In spite of these individualistic underpinnings of his philosophy, Spencer developed an overall system in which the organicist analogy is pursued with even more rigor than in Comte's work. The ingenious way Spencer attempted to overcome the basic incompatibility between individualism and organicism is best described in his own words. After having shown the similarity between social and biological organisms, he turned to show how they were unlike each other. A biological organism is encased in a skin, but a society is bound together by the medium of language.

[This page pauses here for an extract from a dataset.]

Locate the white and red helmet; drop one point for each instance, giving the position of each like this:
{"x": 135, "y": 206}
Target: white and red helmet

The parts of an animal form a concrete whole, but the parts of society form a whole which is discrete. While the living units composing the one are bound together in close contact, the living unit composing the other are free, are not in contact, and are more or less widely dispersed. . . . Though coherence among its parts is a prerequisite to that cooperation by which the life of an individual organism is carried on, and though the members of a social organism, not forming a concrete whole, cannot maintain cooperation by means of physical influences directly propagated from part to part, yet they can and do maintain cooperation by another agency. Not in contact, they nevertheless affect one another through intervening spaces, both by emotional language and by the language, oral and written of the intellect . . . .That is to say, the internuncial function, not achievable by stimuli physically transferred, is nevertheless achieved by language.

The medium of language enables societies, though formed of discrete units, to exhibit a permanence of relations between component parts. But there is a more important difference still.

In the [biological organism] consciousness is concentrated in a small part of the aggregate. In the [social organism] it is diffused throughout the aggregate: all the units possess the capacity for happiness and misery, if not in equal degree, still in degrees that approximate. As, then, there is no social sensorium, the welfare of the aggregate, considered apart from that of the units, is not an end to be sought. The society exists for the benefit of its members; not its members for the benefit of society.

This is not the place to judge whether Spencer really managed to reconcile his individualism and his organicism--I rather think that he did not--but only to note that Spencer thought he had done so by stressing that no social body possessed a collective sensorium. Thus, despite functional differentiations between men, they all still aspired to a measure of "happiness" and satisfaction.